Tensorflow-metal training with l2 regularizer much slower than without regularizer

Hi,

When I try to train resnet-50 with tensorflow-metal I found the l2 regularizer makes each epoch take almost 4x as long (~220ms instead of 60ms).

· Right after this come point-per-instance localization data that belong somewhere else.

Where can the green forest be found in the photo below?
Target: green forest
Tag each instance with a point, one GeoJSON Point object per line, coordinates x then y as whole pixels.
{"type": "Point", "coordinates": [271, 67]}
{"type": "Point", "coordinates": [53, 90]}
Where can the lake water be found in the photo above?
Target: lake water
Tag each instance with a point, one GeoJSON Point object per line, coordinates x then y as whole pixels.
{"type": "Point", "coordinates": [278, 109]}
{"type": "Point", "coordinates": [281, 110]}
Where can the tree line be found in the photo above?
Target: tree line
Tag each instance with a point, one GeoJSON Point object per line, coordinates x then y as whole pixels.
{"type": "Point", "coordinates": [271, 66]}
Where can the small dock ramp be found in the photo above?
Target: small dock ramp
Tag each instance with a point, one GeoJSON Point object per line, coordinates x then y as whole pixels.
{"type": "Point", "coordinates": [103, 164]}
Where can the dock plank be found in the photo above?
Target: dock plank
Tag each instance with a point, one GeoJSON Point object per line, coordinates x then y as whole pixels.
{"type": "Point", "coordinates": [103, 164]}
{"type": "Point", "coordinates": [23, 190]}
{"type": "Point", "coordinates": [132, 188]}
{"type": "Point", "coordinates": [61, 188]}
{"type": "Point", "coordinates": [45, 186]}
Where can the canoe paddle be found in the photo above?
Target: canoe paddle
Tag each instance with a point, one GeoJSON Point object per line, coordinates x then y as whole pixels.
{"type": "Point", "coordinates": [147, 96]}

I'm on a M1 Max 16" MBP. It seems like regularization shouldn't add that much time, is there anything I can do to make it faster?

Here's some sample code that reproduces the issue:

import tensorflow as tf
from tensorflow.keras.layers import Input, Conv2D, MaxPooling2D, ZeroPadding2D,\
     Flatten, BatchNormalization, AveragePooling2D, Dense, Activation, Add 
from tensorflow.keras.regularizers import l2
from tensorflow.keras.models import Model
from tensorflow.keras import activations
import random
import numpy as np

random.seed(1234)
np.random.seed(1234)
tf.random.set_seed(1234)

batch_size = 64
(train_im, train_lab), (test_im, test_lab) = tf.keras.datasets.cifar10.load_data()
train_im, test_im = train_im/255.0 , test_im/255.0
train_lab_categorical = tf.keras.utils.to_categorical(
    train_lab, num_classes=10, dtype='uint8')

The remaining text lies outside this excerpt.